In that time, my son was heavily playing on Trove and Roblox while talking with his friends over Discord and my wife watched a movie on Netflix, and I visited various sites in the internet. Unbound on this low end machine serves perfectly well for all of our needs at the same time and does not impose a notable load on the CPU.

BTW, it is setup as a recursive caching resolver and not as a forwarder. The fist lookup for a zone takes a bit longer, but consequent lookups of domains in already cached zones are responded in no time, though.

The imported void-zones list consist of 45566 zones (resolving to NXDOMAIN) which were consolidated from 55817 hosts.

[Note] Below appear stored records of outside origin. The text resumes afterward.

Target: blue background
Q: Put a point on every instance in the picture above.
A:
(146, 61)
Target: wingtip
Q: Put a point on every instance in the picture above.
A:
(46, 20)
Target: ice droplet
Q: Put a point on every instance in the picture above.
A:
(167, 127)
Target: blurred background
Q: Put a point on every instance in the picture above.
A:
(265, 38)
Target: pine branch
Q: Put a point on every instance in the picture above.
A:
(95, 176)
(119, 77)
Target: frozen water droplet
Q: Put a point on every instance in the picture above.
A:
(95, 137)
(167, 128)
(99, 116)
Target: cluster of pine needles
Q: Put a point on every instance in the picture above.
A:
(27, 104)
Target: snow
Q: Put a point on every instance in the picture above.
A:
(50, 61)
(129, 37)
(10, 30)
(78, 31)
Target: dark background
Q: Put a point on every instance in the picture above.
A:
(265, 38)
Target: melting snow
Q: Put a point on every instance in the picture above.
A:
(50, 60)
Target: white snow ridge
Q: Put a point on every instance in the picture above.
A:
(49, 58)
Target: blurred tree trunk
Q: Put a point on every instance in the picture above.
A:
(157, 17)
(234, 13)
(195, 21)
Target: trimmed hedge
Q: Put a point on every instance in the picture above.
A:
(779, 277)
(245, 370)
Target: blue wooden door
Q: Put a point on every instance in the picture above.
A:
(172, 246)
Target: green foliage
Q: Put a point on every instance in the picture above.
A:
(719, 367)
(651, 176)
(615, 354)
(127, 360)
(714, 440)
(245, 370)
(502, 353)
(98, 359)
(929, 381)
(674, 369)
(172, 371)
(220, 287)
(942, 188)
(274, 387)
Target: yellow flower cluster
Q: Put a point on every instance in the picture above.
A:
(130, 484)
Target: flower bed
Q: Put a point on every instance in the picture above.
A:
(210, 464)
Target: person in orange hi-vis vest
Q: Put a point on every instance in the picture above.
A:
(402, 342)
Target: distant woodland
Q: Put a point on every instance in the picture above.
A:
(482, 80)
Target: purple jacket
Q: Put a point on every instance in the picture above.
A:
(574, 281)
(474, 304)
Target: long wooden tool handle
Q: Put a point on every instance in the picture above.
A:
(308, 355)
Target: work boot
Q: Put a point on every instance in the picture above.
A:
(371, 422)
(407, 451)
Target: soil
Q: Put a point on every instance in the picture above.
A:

The Hosts method on the other hand would work only for your local machine, and the complete list of hosts is needed. Also, the Hosts file would resolve domains to an IP address, usually 127.0.0.1 or 0.0.0.0. The benefit of having a NXDOMAIN response instead of a somehow invalid IP address is, that the client won’t even try to open a connection to a non-existing IP. So even if the Hosts file would consume less system resources, the clients which would be forced to look at 127.0.0.1 or 0.0.0.0 for the ads to be blocked would indeed consume more resources.

Setting up dns/void-zones-tools is a matter of minutes. Maintenance is a matter of putting the update script into a monthly cron job and then forget it. I didn’t had a closer look for several months now, and I looked at it now only because of your question.


----------



## Lamia (Jan 3, 2020)

MasterOne said:


> and now I'm wondering what the recommended approach for something like this could be when using FreeBSD.


You can also use Unbound with adblock-unbound @ https://github.com/lepiaf/adblock-unbound.


----------